Pero ese es un caso extremo, lo demás, lo que permanece en el intermedio, en la ambigüedad, no deja de dar sus rebotes, de ir de un lado para el otro sin saberse, sin tener un lugar propio dónde plantarse. Viene a bien el ejemplo de la piedra que cae sobre el agua cristalina y en su agitación de las partículas calmas o asentadas, la vuelve turbia, así mismo sucede con el Yo, en cualquier momento algo se agita, se detona y todo se vuelve confuso al punto de poner en peligro la propia identidad, amenaza con diluirla, es una perturbación desequilibradora. Todo se juega en la práctica, en lo efectivo, en la vida real.


«No es la certidumbre la que nos vuelve locos, es la duda. El trastorno vendría de que el enfermo como el propio mundo, no puede constituirse. Ni él, ni su universo, ni el uno ni el otro, ni lo uno por lo otro. Si el afuera vacila demasiado, el adentro no puede resistir y será arrastrado; inversamente: falto de una inteligencia sólida, anclada, que pueda construir su medio y organizarlo, éste cae en el caos, lo que afecta de rebote. ¡No separemos el yo de lo que lo rodea!» (Dagognet, El Trastorno, éstas líneas son una invitación a leerle). 

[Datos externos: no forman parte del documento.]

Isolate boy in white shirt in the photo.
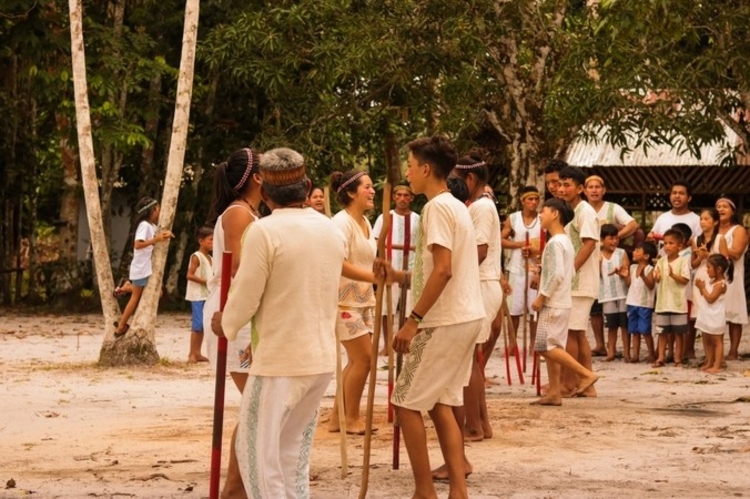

El yo empírico se hace a un mundo el cual representa, cada quien ve la realidad según sus lentes que lleva puestos. Son los mitos los que se piensan en los hombres y no a la inversa. La cotidianidad teje la vida personal y colectiva. El mundo real es sedimentación cubierto por nuestras percepciones, yo soy yo y mis circunstancias, quizás una especie de narcisismo que peligra alejarse de la realidad, de no tener polo a tierra. Nos movemos en una frontera resbaladiza del adentro y el afuera, del yo empírico y del yo que representa, lo privado y lo público. 


Por lo general, lo privado, nuestra isla de intimidad, sobrecarga lo público o el vecino que afecta apelando sus derechos sobre los demás, el fumador se defiende pero no sabe responder por el humo que no controla e invade a sus colindantes. O en los espacios comunes se hace una ocupación abusiva, obstruye los pasos comunes, las servidumbres, retiene el ascensor más de lo acostumbrado poniendo a la demasiada espera a los otros, es un repliegue individualista que compromete, intercepta la existencia de los otros. 


A falta de un territorio totalmente cerrado que nadie pueda interceptar o importunar, se requiere de una playa de intimidad para salvaguardarnos de la mirada extenuante de los otros, para salvarnos de perdernos a nosotros mismos, las distancias son necesarias para reafirmamos en lo que somos y en lo que hemos dejado de ser. El espacio configura la existencia, uno y otro son indisociables, inseparables. No existe humo sin fuego.


Lo que más se oculta no para de exhibirse, todo es captado por la vigilancia planetaria. La lengua sirve para lo mejor y para lo peor, intoxican a quienes padecen maldades e injurias, un juria, ataque sin fundamento. Turbulencias, caos, contingencias, formas de decir las conflictividades que definen la vida y los trastornos son superposiciones que esculpen el yo para tener tierra firme, poder anclarse en la solidez, lejos de la deslocalización que amenaza con hundirnos y perdernos, deshilacharnos hasta la alucinación.